Terlipressin
Brand name: Terlivaz
Drug class: Pituitary
Chemical name: (2S)-2-[[(2S)-2-[[(2S)-2-[[(2R)-2-[[2-[[2-[(2-aminoacetyl)amino]acetyl]amino]acetyl]amino]-3-sulfanylpropanoyl]amino]-3-(4-hydroxyphenyl)propanoyl]amino]-3-phenylpropanoyl]amino]-N-[(2S)-4-amino-1-[[(2R)-1-[(2S)-2-[[(2S)-6-amino-1-[(2-amino-2-oxoethyl)amino]-1-oxohexan-2-yl]carbamoyl]pyrrolidin-1-yl]-1-oxo-3-sulfanylpropan-2-yl]amino]-1,4-dioxobutan-2-yl]pentanediamide
Molecular formula: C52H76N16O15S2
Warning
WARNING: SERIOUS OR FATAL RESPIRATORY FAILURE
Terlipressin may cause serious or fatal respiratory failure. Patients with volume overload or with acute-on-chronic liver failure (ACLF) Grade 3 are at increased risk. Assess oxygenation saturation (e.g., SpO2) before initiating terlipressin.

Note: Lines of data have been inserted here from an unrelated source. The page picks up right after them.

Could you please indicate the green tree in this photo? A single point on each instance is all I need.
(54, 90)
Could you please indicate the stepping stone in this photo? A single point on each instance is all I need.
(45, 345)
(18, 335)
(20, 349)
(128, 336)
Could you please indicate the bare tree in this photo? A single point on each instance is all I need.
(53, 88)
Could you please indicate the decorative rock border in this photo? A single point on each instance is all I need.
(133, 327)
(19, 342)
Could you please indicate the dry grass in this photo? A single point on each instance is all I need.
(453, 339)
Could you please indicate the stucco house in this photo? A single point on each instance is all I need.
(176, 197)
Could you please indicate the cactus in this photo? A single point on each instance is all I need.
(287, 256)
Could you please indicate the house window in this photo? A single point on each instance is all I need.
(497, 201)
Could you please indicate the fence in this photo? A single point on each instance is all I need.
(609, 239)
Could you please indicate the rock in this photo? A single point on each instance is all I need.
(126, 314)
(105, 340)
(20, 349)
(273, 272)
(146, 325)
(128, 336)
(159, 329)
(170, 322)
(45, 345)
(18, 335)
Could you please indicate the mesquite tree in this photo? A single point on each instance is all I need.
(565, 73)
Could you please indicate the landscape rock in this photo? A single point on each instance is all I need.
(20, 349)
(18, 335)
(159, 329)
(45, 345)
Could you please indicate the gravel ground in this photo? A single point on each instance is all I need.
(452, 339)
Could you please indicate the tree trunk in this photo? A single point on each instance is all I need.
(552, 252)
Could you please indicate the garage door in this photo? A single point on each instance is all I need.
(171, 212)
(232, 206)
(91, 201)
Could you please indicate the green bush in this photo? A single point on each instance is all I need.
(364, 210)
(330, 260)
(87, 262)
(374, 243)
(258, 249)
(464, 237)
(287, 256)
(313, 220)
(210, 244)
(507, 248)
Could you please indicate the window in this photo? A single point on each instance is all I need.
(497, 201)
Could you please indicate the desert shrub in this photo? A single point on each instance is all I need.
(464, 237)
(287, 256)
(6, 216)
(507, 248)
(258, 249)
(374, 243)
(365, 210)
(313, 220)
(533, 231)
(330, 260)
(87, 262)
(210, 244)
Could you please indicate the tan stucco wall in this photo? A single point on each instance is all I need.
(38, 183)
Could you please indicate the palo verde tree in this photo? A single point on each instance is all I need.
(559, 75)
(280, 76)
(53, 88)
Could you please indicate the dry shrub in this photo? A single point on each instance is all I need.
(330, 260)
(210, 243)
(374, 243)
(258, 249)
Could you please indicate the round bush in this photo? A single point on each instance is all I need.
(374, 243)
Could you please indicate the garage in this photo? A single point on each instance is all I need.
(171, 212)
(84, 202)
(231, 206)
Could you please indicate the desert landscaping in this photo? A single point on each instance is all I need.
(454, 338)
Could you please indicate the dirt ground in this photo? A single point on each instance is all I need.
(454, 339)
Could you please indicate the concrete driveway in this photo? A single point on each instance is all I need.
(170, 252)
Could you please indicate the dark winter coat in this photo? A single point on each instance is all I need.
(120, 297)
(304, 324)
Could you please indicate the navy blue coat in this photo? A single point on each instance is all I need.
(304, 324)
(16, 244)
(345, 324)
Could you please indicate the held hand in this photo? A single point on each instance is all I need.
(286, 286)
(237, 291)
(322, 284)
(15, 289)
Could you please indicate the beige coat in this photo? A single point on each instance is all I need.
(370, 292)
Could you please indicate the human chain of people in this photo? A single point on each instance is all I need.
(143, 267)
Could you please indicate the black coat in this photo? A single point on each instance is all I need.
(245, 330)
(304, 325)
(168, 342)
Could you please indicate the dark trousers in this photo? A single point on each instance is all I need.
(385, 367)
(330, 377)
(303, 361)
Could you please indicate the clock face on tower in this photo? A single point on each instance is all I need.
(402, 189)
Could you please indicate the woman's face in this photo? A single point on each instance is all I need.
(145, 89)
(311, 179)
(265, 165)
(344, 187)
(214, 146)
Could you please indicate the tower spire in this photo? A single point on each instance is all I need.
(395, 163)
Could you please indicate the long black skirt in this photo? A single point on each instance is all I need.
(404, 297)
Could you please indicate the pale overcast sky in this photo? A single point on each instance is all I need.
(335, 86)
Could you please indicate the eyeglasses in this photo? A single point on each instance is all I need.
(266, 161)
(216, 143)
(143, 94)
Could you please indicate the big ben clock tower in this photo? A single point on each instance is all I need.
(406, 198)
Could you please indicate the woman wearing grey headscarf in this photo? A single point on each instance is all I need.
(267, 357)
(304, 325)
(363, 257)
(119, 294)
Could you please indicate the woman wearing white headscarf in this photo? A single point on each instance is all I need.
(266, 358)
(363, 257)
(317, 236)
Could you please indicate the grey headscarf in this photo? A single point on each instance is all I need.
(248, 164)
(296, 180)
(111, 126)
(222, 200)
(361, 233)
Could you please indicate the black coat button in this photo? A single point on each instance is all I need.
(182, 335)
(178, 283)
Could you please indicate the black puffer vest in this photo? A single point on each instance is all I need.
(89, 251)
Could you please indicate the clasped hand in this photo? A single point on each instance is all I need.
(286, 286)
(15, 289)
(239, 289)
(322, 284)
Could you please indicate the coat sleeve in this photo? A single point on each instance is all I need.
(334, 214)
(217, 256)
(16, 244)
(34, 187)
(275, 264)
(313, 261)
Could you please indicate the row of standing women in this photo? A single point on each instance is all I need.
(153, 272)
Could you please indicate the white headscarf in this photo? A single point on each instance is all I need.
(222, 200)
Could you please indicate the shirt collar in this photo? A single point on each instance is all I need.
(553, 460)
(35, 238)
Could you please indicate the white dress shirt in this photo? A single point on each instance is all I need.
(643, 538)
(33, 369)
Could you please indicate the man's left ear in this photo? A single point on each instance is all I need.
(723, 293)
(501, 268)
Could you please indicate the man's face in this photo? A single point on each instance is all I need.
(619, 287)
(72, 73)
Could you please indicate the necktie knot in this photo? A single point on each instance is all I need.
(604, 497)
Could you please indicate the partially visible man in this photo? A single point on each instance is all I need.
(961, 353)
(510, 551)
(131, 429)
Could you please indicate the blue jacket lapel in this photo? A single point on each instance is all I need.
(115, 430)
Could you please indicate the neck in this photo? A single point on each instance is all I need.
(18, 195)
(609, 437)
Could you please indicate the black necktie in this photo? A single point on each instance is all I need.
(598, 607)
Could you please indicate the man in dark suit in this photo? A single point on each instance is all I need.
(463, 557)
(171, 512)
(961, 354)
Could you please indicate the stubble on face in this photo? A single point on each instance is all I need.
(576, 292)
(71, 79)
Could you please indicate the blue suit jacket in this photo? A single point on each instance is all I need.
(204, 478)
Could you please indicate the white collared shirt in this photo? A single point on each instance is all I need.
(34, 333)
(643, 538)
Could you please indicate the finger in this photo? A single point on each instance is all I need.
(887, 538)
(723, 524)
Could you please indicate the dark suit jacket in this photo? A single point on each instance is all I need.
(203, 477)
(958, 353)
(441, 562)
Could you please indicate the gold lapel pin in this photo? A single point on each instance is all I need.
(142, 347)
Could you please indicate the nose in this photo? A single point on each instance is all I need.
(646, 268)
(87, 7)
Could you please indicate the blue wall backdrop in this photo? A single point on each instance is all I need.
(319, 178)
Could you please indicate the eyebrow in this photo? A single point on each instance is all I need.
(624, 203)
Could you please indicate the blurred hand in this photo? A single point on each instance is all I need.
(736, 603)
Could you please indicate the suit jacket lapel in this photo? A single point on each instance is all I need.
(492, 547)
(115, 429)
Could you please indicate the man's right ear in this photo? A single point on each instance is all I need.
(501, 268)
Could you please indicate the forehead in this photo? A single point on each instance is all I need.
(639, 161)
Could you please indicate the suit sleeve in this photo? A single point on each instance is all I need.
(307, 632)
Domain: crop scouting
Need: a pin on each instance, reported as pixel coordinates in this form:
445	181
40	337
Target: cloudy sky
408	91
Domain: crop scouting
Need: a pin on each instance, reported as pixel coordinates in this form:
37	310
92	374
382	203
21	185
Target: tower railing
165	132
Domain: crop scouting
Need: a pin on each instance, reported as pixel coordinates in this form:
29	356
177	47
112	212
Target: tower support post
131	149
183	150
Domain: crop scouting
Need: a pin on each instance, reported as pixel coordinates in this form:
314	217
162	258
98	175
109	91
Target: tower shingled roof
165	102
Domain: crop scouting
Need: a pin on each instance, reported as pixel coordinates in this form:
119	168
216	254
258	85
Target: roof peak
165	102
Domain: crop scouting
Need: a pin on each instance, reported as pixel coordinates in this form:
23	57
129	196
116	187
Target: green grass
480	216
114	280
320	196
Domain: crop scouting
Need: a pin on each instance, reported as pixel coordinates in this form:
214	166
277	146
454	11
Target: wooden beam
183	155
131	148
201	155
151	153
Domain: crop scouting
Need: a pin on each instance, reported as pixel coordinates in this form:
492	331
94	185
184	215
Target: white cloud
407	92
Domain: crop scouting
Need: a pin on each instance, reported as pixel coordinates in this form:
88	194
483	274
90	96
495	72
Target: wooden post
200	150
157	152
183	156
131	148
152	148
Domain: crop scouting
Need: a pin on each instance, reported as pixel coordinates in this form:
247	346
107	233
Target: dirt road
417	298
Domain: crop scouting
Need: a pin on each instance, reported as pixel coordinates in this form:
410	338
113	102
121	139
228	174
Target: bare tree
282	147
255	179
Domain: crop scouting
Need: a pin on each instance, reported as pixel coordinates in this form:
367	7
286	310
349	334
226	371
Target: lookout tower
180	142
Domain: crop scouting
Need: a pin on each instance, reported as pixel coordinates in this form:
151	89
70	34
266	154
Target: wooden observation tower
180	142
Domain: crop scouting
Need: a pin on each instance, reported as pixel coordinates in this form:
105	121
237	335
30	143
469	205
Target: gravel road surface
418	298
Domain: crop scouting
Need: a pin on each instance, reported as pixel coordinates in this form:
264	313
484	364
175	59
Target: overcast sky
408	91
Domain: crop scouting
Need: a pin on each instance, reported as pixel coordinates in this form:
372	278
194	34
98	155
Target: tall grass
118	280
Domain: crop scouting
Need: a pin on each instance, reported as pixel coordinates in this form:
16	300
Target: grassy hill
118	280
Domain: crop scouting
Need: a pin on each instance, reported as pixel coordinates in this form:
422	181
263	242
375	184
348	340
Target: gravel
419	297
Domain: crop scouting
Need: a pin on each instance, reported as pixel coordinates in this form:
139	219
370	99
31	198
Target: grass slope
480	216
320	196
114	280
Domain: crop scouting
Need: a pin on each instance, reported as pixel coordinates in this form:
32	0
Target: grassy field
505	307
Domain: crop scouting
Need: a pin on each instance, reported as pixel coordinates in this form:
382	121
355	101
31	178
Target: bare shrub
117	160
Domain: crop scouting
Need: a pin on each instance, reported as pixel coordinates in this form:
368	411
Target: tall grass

Do not initiate terlipressin in patients experiencing hypoxia (e.g., SpO2<90%) until oxygenation levels improve. Monitor patients for hypoxia using continuous pulse oximetry during treatment and discontinue terlipressin if SpO2 decreases below 90%.
Introduction
Terlipressin acetate is a synthetic vasopressin analogue.
Uses for Terlipressin
Terlipressin acetate has the following uses:
Terlipressin is indicated to improve kidney function in adults with hepatorenal syndrome with rapid reduction in kidney function.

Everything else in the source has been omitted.